Миша не предлагает второй раз.

«А им-то, им-то самим я чем приглянулся? – продолжал я думать, подходя к пределу раздражения. – Как они-то меня впустили в свой дружный коллектив? Ну да, иногда я выпью и произношу странные шутки или какие-нибудь глубокомысленные речи. Я не говорю «позитив», я говорю нормальным русским языком, это может их удивлять. Но разве этого достаточно, чтобы сидеть тут и дружно считать своим человека, который их почти ненавидит? А может, я просто посмешище для них? Возят меня, как штатного клоуна, а я, дурак, думаю, что меня воспринимают всерьёз.
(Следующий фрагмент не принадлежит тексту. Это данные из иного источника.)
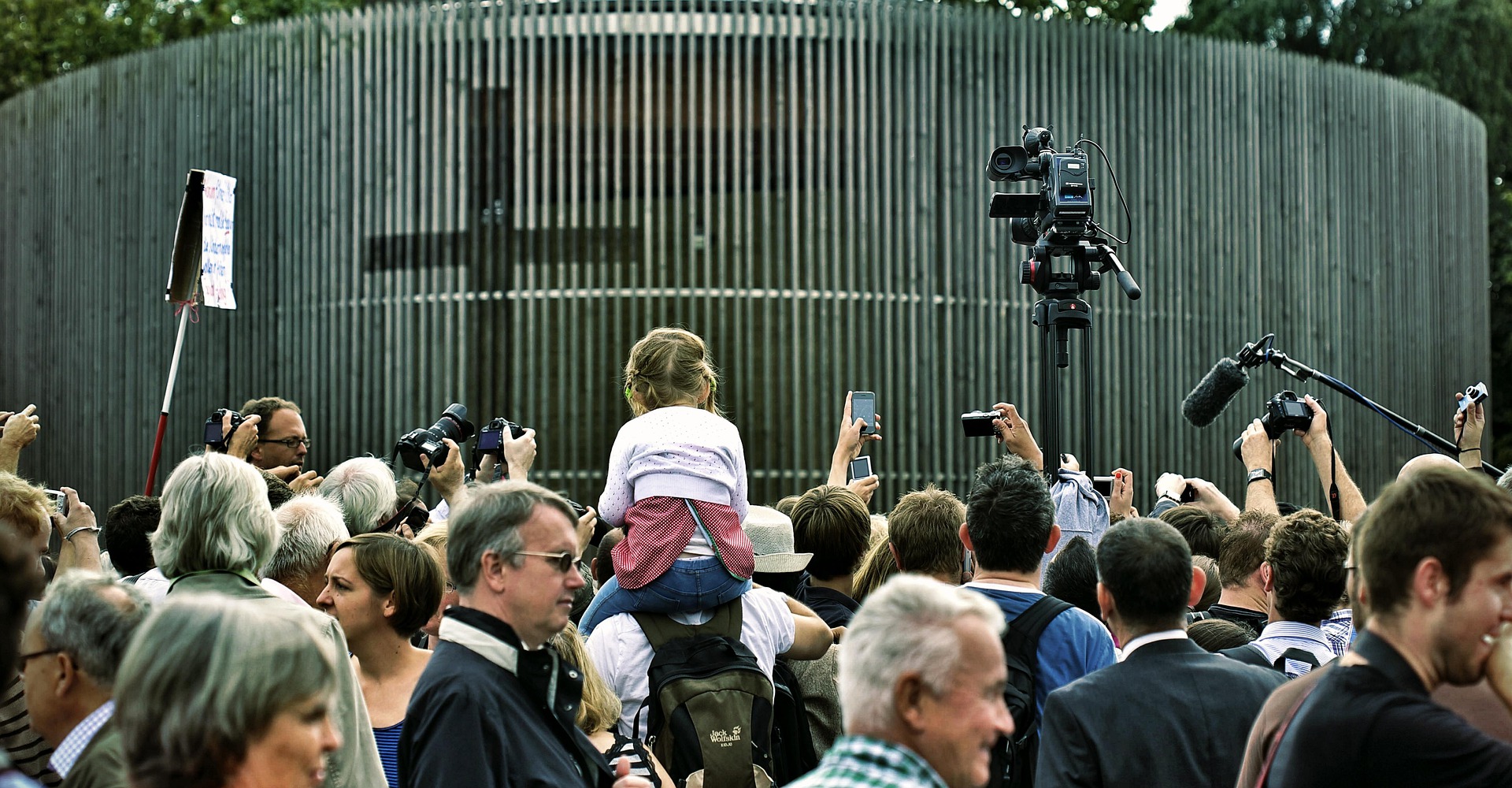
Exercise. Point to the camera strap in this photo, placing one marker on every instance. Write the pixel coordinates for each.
(1332, 481)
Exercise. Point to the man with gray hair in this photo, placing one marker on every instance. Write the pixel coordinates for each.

Возьму сейчас да выйду на первой же станции и уеду домой, а потом вообще перестану с ними встречаться».

К сожалению или нет, всякий раз, когда я дохожу до этой крайней мысли (уйти от всех), я упираюсь во что-то вполне приземлённое, совсем не философское, что снова привязывает меня к людям. В этот раз, например, я вспомнил, что еду в деревню не за свои деньги, а за счёт компании. Так что и на обратный проезд у меня нет ни копейки, а просить – унизительно.

«Ну и что? Что ж я – настолько трусливое существо, что не рискну добраться до дома без денег?.. Нет, всё равно не получается. Я ведь должен буду забрать тогда свой рюкзак, а в нём запас общей тушёнки на всю неделю. Придётся демонстративно выкладывать банки. Тьфу ты, чёрт».

И вот я доехал с ними до Твери, где, по собственной моей задумке, должен был начать оттаивать. На перроне я догнал быстро идущего с рюкзаком Мишу и попросил:

– Мих, а дай мне теперь, что ли, коньячку.

На что Миша ответил.

– Слушай, извини, уже запрятал глубоко. Теперь давай в деревне.

В этом не слышалось издёвки: мол, упустил момент – теперь соси лапу. Нет, Миша всегда говорит дружелюбно, просто он говорит по делу, и само это дело, в данном случае, было не на моей стороне. А Мишины чувства тут не при чём. Я заметил за собой давно: когда говорю и делаю что-то не от души и не по ситуации, а с каким-то третьим умыслом – оказываюсь смешон и унижен. Но в том-то и моя беда, что я живу, в основном, этим третьим умыслом. Что ж, снова получается, что они со своим «позитивом» лучше меня. Достоевского-то половина не читали с Толстым, кто-то и Библию почти не знает – а всё равно лучше меня. Нет, тут явно что-то не так.